San Mateo’s Shoreline Parks
SHORELINE PARKS, a two-mile stretch along the San Francisco Bay is interrupted by utility towers carrying power lines across the parks’ site and the mound of a capped landfill near the water. Yet this once desolate and often windy expanse of waterfront under the jurisdiction of the City of San Mateo was transformed in 2005 with parks that are part of the 450-mile continuous corridor around the San Francisco Bay and the San Pablo Bay to the north called the Bay Trail.
Endres Ware provided architecture and engineering services for the site, including the design of a bridge with a 105-foot span for pedestrians and light vehicles that leads to newly restored wetland areas.
The wood deck of the pedestrian bridge, which is cantilevered from a torsion pipe beam that spans between concrete piers, is set back from its support so that it gives the illusion that the bridge is floating above the natural landscape below. The sinuous railing provides areas for people to lean out over the creek without blocking the deck.
Along the trails through the park are a maintenance building, public restrooms, and picnic and shade shelters that Endres Ware also designed for Ryder Park. The structures contribute an open framework that allows visitors to pursue the activities of their choice from strolling, jogging and cycling to picnicking. The uniform palette of materials: Ipe wood, also called ironwood, decking, solid concrete bases, steel pipe, and the curvilinear forms shared by the structures promote a perception of the meandering park as a single entity.
References to nature are most obvious in the splayed forms of the two picnic shelters arcing away from each other that suggest wind-blown leaves.

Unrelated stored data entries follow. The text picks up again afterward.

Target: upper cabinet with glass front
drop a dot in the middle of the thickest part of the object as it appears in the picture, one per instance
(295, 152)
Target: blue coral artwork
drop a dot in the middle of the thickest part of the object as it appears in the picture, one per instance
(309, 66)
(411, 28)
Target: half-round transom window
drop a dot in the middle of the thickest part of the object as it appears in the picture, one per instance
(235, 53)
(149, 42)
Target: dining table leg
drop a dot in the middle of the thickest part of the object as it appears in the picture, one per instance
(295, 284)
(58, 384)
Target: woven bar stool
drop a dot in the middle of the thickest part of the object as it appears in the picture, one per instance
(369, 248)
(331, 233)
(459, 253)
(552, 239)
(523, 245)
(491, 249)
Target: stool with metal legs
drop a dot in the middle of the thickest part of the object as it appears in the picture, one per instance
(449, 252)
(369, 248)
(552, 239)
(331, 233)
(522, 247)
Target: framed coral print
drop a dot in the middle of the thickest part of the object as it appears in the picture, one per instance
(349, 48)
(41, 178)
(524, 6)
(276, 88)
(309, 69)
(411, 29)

Wood slats recalling leaf veins are bound together by upper and lower steel cables that run through them to form the central vein like that of a real leaf.
The shade structure, shown here in structural drawings and a photograph continue the palette of materials used in the picnic shelters and their skeletal form.
As shown in the photograph above, the 70-acre park projects a festive feeling appropriate to a waterside recreation area.